Growing up, we used Telfon frying pans a lot in my mum’s kitchen. Back then, hardly anyone questioned the safety of the compounds used in non-stick cookware. And I didn’t think too much of it when one frying pan we used began to peel – I simply picked the little black bits of Teflon out of my food.
It’s been several years now since I’ve used a non-stick cookware in my own kitchen, and I’ve never been able to get the hang of not having my pancakes and French toast stick to my frying pans. When I got my mitts on Isa’s Vegan Brunch, I was so excited about trying the Banana Rabanada (Brazillian French Toast). And just when I thought that all my French toast dreams were about to come true, I tried to flip my bread and half of each of the slices stuck to the pan. So much for Sunday morning breakfast. I was pretty sulky.
I was gifted a lovely enameled frying pan a few years back that I thought would be the answer to my sticky woes. Alas, though the directions said never to use the pan on heat above medium, apparently even the medium-low setting on my stove was too much for the pan. It didn’t stay non-stick for long. And at a whopping $40 each, eco-friendly ceramic non-stick pans aren’t so eco-friendly if I have to keep buying them.

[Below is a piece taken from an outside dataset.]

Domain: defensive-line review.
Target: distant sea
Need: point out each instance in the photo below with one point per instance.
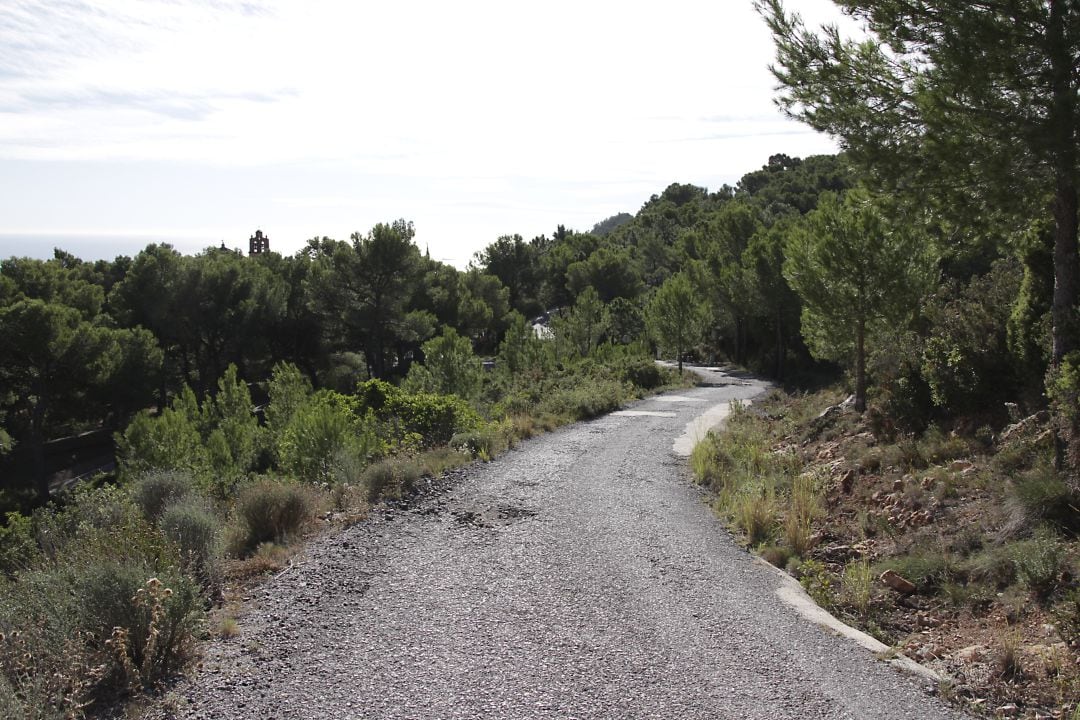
(94, 247)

Crepes, fluffy pancakes, tofu omelets, latkes, hashbrowns, pretty much anything that sticks to a pan is out of the question in my kitchen. And so, I was seriously thinking of going back to the dark side again, even if it meant using a non-stick pan only once a week (knowing me, it’d be a lot more than that despite my intentions).
I’d heard of the benefits of using cast iron cookware (and particularly how it benefits people with anemia), but it was only recently that someone told me that cast iron could become non-stick. For various reasons I’ve waffled quite a bit about buying a cast iron frying pan. Cast iron is also expensive and darn heavy for the size I would want to have. And, I once washed several of a friend’s cast iron pans with soap and water and wondered later on why they all rusted. So I wasn’t sure I was up for caring for one of these pans.

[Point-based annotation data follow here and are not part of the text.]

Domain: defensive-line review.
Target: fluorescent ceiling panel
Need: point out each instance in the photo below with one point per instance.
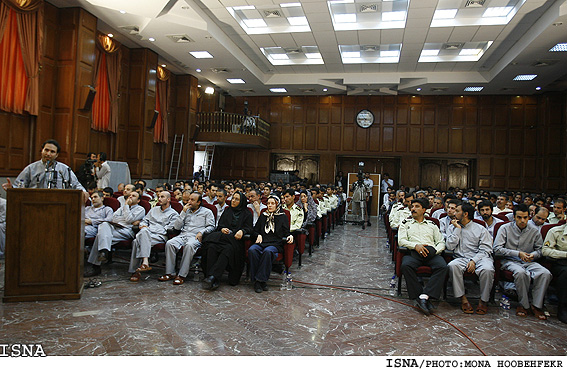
(360, 15)
(486, 15)
(457, 52)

Curious to know about how to season a pan, and I came across some information about the various kinds of fats used by companies selling pre-seasoned pans. Not all of these fats are vegan, and a quick Google search with “vegan seasoned cast iron” doesn’t turn up a lot of helpful info. Lodge Cast Iron Cookware is the brand I’ve come across most often in stores around Vancouver, and considering how many vegans use this brand (and others) I was really concerned about the vegan-friendliness of Lodge’s seasoning fat.
I was about to send the company an e-mail when I decided to check out their FAQs on the care and use of their products. This is what they have to say about the oil used to pre-season their cookware:
What type oil is used to season Lodge Seasoned Cast Iron?
We use a proprietary soy-based vegetable oil to season our cookware. This oil has been Orthodox Union Kosher certified. The oil contains no animal fat or peanut oil. The seasoning is functional application and slight inconsistencies may appear in the seasoning finish. The inconsistencies will not affect cooking performance.
Phew! It’s vegan friendly, and I’m not gonna quibble about whether or not the soy oil is non-GMO. Once I get my frying pan, hopefully several weeks of intense use and seasoning will get it halfway toward non-stick heaven.